He notes that the definition has evolved since then, to encompass people’s metabolic profiles. “But it’s not that different really from the fit–fat concept, to be honest, so I think the basic concept of ‘can you be healthy and obese’ has been knocking around for quite a few years.”

The theory gained high-profile exposure in 2013, with the publication in JAMA of a meta-analysis that attempted to shed light on the relationship between bodyweight and all-cause mortality, using standard BMI categories and data from nearly 3 million people across 97 studies [1]. It showed the expected increased risk associated with grade 2 and 3 obesity (BMI ≥35 kg/m2) but no increased risk with grade 1 obesity and a mildly protective effect with overweight, and was met by a storm of criticism. Yet this paper was by no means the first to suggest the existence of a subgroup of metabolically healthy obese people.

As early as 1997, researchers were categorizing obese people into those with and without insulin resistance and hypothesizing that the latter subgroup could have a lower risk for diabetes and cardiovascular disease than the former [2]. A number of studies over the following years refined the concept, showing for instance that the metabolically healthy obese phenotype was associated with a reduced accumulation of visceral fat [3], and ascribing the increased risk associated with elevated BMI to co-occurring metabolic abnormalities, as opposed to obesity per se [4, 5, 6].

These earlier papers actively proposed and supported the concept of metabolically healthy obesity, whereas the JAMA paper did not even allude to it – yet the latter received, in the words of Hamer, “an absolute beasting.”

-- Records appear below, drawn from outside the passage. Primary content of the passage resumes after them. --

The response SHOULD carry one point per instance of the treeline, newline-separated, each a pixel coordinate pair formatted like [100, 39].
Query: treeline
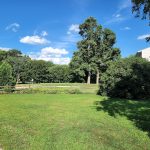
[95, 61]
[94, 52]
[23, 69]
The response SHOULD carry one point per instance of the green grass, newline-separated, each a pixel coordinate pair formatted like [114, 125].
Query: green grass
[62, 87]
[71, 122]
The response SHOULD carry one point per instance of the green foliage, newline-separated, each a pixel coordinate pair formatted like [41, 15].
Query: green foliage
[71, 122]
[3, 55]
[21, 68]
[6, 78]
[40, 73]
[58, 74]
[127, 78]
[95, 50]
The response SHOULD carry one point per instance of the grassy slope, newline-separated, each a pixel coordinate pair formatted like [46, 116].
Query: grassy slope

Much of the problem, Hamer feels, was that the paper was published in an extremely high-profile journal by someone from within the US national healthcare system – lead author Katherine Flegal is based at the Centers for Disease Control and Prevention, “but she didn’t show what people wanted to see.” In other words, the bodyweight advice healthcare professionals wished to deliver to their patients was gainsaid by the paper’s implication that mild obesity could be harmless or even protective.

“In terms of a public health message, that’s really atrocious,” says Hamer.

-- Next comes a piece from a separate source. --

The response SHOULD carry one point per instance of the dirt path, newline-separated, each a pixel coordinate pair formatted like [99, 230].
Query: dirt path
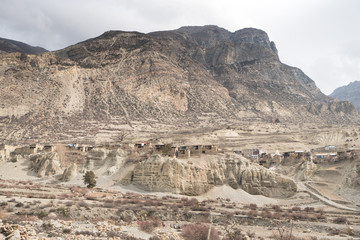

At around the same time, other publications appeared to contradict the existence of metabolically healthy obesity. For example, findings from the Uppsala Longitudinal Study of Adult Men showed a significantly increased cardiovascular disease and death risk for metabolically healthy overweight and obese people, and two large cohort studies showed they also had an elevated type 2 diabetes risk [7, 8, 9]. This was replicated on a larger scale in a meta-analysis published in the Annals of Internal Medicine, involving more than 61,000 people, whose authors concluded that “there is no healthy pattern of increased weight.” [10]

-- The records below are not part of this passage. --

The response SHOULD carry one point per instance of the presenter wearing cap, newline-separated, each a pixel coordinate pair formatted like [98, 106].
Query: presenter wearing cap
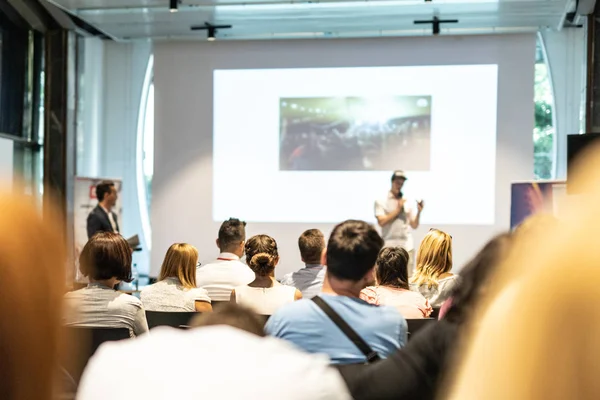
[396, 217]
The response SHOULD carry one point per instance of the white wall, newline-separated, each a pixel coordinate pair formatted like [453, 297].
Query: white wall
[182, 185]
[107, 141]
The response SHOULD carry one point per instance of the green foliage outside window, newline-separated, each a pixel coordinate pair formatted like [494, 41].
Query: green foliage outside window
[543, 133]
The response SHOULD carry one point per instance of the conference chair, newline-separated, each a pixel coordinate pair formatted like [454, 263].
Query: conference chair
[180, 319]
[80, 343]
[218, 304]
[414, 325]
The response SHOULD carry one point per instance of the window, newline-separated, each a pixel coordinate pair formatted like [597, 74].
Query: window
[145, 151]
[544, 149]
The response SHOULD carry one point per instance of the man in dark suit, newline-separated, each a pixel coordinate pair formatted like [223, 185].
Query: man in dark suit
[102, 218]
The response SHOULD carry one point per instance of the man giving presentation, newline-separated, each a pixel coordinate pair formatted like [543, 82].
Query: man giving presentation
[102, 218]
[396, 217]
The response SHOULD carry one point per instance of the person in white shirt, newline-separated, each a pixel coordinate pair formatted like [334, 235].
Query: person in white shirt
[235, 364]
[102, 218]
[397, 218]
[176, 287]
[309, 280]
[106, 261]
[227, 271]
[264, 295]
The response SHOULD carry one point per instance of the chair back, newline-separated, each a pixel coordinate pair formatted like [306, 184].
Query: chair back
[179, 319]
[216, 305]
[80, 343]
[414, 325]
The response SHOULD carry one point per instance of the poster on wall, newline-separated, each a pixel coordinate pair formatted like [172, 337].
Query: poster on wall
[85, 201]
[528, 198]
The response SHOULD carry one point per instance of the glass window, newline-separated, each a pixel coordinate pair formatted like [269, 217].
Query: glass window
[145, 152]
[544, 150]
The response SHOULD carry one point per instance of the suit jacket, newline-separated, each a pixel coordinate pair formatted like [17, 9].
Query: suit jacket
[98, 221]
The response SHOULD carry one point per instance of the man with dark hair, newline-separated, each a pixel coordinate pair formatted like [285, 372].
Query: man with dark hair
[309, 280]
[397, 218]
[102, 218]
[350, 259]
[227, 271]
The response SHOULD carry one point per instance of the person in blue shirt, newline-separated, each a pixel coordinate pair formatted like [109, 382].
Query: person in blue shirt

The reaction to this last study, published 1 year after Flegal and colleagues’ JAMA paper, demonstrates the frequently divergent opinions of epidemiologists and other researchers attempting to pick apart the metabolically healthy obesity effect. Both publications attracted a clutch of letters challenging the methodology; those disagreeing with the Annals paper, which included one from Flegal, took issue with the definition of metabolically healthy obesity, the supposed exclusion of high-quality studies, the use of unadjusted data, and the fact that BMI does not adequately account for fat mass. The subjectivity of these views is aptly illustrated by the fact that one of the letters disputing the findings of the JAMA meta-analysis did so also on the basis that BMI does not adequately account for fat mass [11]. The letters challenging the findings of this paper also disputed the handling of heterogeneity between the included studies and the unaccounted effects of a heterogeneous control group.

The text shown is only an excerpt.